2008 – AIA Chicago Distinguished Building Award, Honor Award

2008 – AIA Chicago Divine Detail Award, Honor Award

Publications

Interior Design Magazine

A broad, introverted, opaque stucco-clad volume of private spaces is cantilevered above a fully transparent, extroverted space at grade, which extends beneath the volume’s canopy into a private, lushly planted sculpture garden.

This urban residence is a warm, intimate home for a family of four that can transform into a place of assembly as needed and has an integral connection between interior and exterior experiences.

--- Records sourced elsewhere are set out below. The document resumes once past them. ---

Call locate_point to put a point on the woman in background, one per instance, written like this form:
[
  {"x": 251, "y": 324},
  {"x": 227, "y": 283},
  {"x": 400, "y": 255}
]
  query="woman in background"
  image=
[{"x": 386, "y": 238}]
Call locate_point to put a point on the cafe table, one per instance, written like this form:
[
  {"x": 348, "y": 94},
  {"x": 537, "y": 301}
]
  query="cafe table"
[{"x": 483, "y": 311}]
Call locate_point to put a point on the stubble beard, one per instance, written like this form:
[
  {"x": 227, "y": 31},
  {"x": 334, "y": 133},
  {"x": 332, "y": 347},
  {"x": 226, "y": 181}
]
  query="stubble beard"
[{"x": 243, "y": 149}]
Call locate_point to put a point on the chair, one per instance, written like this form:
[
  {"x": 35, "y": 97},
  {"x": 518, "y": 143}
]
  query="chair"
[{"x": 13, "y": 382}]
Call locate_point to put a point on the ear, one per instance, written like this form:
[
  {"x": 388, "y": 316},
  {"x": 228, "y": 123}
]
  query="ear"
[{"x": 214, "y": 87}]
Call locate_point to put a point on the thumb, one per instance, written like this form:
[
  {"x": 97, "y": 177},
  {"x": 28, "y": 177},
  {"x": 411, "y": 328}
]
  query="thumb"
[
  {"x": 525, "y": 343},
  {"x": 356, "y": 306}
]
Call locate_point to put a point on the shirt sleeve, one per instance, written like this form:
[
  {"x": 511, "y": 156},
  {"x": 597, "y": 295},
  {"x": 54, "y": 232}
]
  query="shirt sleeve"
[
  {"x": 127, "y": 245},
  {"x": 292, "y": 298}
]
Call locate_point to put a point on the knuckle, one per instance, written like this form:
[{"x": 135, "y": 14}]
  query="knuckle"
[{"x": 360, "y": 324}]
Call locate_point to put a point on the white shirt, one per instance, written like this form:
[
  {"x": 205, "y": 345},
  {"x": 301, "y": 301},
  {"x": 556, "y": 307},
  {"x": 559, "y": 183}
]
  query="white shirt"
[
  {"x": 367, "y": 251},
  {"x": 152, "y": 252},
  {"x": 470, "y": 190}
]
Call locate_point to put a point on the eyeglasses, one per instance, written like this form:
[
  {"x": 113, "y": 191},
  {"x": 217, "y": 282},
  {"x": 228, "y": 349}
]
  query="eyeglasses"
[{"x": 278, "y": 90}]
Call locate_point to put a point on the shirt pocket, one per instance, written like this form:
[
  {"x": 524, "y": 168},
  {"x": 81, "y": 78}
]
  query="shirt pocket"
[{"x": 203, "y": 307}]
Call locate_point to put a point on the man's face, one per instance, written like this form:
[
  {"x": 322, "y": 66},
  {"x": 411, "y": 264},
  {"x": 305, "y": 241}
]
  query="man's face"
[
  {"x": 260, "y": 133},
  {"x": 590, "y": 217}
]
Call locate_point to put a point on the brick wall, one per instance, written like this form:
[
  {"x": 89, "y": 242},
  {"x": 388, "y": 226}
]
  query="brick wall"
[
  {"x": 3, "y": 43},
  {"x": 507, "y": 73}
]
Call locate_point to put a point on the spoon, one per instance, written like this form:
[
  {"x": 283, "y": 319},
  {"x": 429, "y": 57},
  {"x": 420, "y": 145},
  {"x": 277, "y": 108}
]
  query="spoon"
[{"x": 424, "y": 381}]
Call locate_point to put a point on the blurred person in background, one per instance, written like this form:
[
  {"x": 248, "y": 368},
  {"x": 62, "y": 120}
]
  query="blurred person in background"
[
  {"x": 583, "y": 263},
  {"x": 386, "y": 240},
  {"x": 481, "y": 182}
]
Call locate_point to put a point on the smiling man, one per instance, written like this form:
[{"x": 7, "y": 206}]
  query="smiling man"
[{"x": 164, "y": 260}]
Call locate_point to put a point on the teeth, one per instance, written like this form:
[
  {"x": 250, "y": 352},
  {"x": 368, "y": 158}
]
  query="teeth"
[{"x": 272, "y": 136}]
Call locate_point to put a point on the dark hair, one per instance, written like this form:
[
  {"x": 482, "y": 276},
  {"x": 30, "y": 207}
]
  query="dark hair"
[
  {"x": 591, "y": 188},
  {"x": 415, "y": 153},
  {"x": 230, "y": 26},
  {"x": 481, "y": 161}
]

WKA consciously studied master precedents – Aalto’s Villa Mairea, Scarpa’s Banco Popolare, Saarinen’s Miller House, Ando’s Church of Light and concrete technologies, Barragan’s Casa Luis Barragan, Chareau’s Masion de Verre – to create a somewhat familiar yet entirely new residential experience.⁠

Expansive glass walls and sliding bronze-framed doors open the entire first level to the outdoors, including an operable corner off the dining room, creating a continuous, uninterrupted connection to the landscape.

Light and air courts, terminating in a series of reflecting pools, perforate the volume and extend vertically through the house to distribute reflected light, and activate the interior with rain and snow; further reinforcing the blurred boundaries of interior and exterior space.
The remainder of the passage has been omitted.